When I try to define a custom environment, this definition is recognized as an error by treesitter which sometimes leads to the highlighting in the whole document being broken (I'm using Helix). Here is a minimal example of this happening:

\documentclass{article}

\newenvironment{mycenter}
{\begin{center}}
{\end{center}}

\begin{document}
\begin{mycenter}
    Test
\end{mycenter}
\end{document}

This is probably a general problem because in LaTex we may have invalid syntax locally as long as it becomes valid after expanding.

I'm new to treesitter so I'm not sure what would be the best way to solve this. Maybe we could have a node for command definitions inside which we allow invalid/incomplete syntax.

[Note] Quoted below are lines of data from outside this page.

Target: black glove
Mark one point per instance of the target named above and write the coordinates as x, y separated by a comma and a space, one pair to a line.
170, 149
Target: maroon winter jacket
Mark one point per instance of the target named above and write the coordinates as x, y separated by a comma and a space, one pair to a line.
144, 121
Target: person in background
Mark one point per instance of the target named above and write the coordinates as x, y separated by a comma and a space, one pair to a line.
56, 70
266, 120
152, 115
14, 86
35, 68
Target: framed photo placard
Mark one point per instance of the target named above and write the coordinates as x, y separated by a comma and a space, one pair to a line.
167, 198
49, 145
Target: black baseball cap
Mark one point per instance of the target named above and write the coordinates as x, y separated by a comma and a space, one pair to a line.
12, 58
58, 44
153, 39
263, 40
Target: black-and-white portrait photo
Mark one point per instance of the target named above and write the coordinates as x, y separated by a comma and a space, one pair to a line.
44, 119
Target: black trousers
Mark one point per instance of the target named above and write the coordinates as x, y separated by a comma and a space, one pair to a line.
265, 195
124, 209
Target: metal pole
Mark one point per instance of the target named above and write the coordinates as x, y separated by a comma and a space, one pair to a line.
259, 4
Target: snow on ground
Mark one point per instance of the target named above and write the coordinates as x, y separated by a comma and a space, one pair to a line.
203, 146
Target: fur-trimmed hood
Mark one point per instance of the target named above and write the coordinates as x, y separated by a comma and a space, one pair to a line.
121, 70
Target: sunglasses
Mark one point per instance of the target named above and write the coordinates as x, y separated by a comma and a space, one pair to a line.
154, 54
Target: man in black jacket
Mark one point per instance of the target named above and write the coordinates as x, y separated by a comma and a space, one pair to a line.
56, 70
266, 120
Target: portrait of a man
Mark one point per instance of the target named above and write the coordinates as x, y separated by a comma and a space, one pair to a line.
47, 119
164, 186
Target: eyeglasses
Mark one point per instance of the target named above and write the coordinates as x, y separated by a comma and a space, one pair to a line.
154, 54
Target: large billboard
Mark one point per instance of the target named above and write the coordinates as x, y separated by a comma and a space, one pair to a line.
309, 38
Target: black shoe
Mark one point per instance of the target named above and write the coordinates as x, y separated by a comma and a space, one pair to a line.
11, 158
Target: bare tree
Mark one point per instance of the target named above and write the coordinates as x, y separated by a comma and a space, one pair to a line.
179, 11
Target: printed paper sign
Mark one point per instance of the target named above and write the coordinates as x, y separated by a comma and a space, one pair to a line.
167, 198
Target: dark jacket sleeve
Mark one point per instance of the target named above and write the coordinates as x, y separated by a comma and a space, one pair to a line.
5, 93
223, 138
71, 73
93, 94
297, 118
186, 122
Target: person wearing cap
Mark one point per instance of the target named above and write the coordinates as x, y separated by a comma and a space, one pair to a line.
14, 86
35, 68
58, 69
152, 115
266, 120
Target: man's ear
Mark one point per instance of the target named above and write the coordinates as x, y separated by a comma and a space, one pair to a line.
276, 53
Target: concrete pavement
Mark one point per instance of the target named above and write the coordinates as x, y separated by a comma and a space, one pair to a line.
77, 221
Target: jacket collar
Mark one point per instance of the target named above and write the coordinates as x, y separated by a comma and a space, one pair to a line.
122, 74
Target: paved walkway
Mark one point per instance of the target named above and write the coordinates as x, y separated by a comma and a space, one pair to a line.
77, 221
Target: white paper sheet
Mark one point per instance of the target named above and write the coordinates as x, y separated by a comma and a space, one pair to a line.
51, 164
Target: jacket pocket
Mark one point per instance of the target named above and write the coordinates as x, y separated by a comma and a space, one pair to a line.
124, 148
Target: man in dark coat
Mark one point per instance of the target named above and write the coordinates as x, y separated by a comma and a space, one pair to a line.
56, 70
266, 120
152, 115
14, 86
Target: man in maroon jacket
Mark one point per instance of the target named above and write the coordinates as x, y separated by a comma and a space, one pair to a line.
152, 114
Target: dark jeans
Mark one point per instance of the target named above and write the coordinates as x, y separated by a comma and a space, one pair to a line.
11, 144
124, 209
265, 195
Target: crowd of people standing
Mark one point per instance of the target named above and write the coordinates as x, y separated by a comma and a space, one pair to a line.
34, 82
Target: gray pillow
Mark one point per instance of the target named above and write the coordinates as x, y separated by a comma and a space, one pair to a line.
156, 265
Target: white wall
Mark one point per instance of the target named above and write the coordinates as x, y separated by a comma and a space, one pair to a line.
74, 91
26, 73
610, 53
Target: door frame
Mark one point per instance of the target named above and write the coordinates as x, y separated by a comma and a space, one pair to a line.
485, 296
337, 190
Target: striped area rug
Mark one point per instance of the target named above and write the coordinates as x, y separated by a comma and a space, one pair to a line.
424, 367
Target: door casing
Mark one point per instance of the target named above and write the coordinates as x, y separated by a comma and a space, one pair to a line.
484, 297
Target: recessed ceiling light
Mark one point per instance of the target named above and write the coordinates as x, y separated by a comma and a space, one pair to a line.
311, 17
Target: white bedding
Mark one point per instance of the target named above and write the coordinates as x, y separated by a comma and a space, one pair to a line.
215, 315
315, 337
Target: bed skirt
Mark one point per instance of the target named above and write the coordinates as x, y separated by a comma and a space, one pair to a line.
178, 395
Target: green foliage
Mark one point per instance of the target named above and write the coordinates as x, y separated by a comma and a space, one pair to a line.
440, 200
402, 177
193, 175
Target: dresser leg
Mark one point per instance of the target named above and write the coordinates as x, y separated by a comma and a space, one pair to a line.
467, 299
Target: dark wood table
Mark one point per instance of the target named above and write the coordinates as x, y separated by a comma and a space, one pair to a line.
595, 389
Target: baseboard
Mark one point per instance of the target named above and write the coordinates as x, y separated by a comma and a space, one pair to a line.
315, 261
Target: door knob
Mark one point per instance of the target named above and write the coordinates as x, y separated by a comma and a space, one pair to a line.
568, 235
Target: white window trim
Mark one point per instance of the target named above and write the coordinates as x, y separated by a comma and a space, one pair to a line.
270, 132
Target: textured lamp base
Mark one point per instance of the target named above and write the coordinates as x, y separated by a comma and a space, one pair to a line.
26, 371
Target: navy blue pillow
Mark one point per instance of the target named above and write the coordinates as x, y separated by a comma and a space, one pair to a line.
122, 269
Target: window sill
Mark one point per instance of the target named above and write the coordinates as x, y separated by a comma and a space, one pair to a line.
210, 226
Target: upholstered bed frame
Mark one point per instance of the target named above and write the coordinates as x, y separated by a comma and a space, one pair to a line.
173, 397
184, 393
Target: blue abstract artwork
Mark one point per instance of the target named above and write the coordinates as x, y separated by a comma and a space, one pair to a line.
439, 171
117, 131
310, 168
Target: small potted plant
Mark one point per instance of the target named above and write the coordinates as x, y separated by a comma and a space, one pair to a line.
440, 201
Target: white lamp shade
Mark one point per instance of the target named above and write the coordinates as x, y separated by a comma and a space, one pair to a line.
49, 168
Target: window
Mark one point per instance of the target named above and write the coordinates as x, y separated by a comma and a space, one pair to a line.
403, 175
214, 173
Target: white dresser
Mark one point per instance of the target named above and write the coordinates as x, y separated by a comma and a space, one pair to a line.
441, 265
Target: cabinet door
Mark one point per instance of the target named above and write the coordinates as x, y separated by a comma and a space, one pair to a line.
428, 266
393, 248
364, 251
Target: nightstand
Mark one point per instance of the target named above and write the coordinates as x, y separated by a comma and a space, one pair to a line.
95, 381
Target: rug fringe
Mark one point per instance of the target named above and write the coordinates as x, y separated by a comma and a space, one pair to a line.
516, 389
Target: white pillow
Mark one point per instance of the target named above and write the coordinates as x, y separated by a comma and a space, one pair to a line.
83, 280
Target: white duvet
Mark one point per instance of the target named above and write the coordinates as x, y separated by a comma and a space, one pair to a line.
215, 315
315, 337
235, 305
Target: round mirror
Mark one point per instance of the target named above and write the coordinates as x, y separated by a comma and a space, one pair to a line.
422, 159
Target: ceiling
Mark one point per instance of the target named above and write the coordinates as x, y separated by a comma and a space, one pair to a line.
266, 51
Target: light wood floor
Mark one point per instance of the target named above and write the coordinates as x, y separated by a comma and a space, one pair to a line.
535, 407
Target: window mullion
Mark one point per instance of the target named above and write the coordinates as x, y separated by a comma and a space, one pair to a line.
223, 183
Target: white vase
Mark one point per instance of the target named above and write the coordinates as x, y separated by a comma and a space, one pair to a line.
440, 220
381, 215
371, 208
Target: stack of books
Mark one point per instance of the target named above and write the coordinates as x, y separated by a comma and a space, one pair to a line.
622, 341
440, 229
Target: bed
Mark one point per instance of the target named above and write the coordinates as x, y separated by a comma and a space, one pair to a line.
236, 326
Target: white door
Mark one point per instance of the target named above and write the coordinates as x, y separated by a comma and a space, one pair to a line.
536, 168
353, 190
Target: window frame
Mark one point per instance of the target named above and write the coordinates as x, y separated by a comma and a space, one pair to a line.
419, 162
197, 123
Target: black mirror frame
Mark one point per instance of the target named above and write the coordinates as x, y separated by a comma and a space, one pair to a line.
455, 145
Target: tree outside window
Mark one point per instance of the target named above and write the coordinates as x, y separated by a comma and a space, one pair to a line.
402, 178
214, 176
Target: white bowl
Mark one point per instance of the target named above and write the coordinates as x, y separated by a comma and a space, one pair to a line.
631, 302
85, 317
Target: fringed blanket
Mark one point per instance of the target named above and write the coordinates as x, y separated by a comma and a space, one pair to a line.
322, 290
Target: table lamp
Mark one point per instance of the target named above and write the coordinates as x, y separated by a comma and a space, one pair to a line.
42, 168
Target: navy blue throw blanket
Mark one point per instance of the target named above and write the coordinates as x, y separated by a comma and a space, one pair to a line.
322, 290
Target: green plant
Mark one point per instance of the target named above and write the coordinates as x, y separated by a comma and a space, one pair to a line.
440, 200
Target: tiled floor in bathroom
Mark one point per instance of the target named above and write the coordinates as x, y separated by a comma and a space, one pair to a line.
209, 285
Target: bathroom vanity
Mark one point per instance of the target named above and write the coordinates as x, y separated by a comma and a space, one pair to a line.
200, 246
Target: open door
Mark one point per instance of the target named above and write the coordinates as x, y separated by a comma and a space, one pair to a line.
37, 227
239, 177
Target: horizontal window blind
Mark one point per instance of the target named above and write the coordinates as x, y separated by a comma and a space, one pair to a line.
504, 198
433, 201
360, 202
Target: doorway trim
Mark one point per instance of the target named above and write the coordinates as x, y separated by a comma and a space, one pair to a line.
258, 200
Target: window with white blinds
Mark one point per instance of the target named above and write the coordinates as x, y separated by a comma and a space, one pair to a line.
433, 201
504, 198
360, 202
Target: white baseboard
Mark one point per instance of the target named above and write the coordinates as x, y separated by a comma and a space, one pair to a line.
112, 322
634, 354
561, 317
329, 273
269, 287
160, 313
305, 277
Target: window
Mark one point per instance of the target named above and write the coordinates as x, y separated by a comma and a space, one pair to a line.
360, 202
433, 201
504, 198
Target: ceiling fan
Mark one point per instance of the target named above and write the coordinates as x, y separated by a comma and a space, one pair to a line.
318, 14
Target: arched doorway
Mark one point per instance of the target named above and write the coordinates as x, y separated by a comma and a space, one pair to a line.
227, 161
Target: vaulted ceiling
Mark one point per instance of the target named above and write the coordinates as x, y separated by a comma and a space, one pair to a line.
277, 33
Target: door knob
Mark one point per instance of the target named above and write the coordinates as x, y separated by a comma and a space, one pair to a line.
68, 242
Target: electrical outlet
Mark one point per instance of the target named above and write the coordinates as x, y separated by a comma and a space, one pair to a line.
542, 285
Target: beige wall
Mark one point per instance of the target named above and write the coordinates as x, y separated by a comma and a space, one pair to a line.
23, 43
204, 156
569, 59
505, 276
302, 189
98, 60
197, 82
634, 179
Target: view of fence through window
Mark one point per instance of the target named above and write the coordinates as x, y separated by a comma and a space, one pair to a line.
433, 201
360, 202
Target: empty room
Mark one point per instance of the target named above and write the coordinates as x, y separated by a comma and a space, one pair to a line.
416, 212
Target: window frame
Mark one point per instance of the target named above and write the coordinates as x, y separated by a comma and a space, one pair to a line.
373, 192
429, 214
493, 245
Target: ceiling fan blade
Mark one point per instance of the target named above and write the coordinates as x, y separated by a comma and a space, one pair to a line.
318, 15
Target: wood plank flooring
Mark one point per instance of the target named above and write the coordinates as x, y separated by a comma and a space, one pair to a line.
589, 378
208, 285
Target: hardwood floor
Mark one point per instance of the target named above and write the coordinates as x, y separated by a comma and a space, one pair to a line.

Or maybe we allow incomplete syntax everywhere but only if there is no other way to match it (I think this should be doable with precedence but I'm not sure).

I can try to fix this but it'd be nice if someone with more experience could point me in the right direction first.

pfoerster commented 2 years ago

Thanks for the report.

At the moment, I am integrating an updated version into texlab, which is a part of the main repository (https://github.com/latex-lsp/texlab/tree/feature/tree-sitter/lib/tree-sitter-latex). This grammar handles this case in a better way. Inside environment definitions, the parser does not try to match environments (instead the \begin{center} is treated as a normal command. Note that there a lot of other changes made to simplify the usage inside texlab.

This is probably a general problem because in LaTex we may have invalid syntax locally as long as it becomes valid after expanding.

This one is very hard/impossible to fix so this parser generally uses a "best-effort" approach.

clason commented 2 years ago

Out of interest, are you planning on making the updated version available separately?

Triton171 commented 2 years ago

Thanks a lot, I'm definitely going to check it out, once the new version gets merged into texlab.

This one is very hard/impossible to fix so this parser generally uses a "best-effort" approach.

You're right, there is no way to correctly parse all valid LaTex code with tree-sitter. The new approach looks like it'll work for anything that you'd encounter in a regular LaTex document though, so that's really nice.

Out of interest, are you planning on making the updated version available separately?

In case you're thinking about it, I'm sure quite a few people (including myself) are interested in the tree-sitter grammar by itself (although I can understand if you don't want to maintain a separate repository).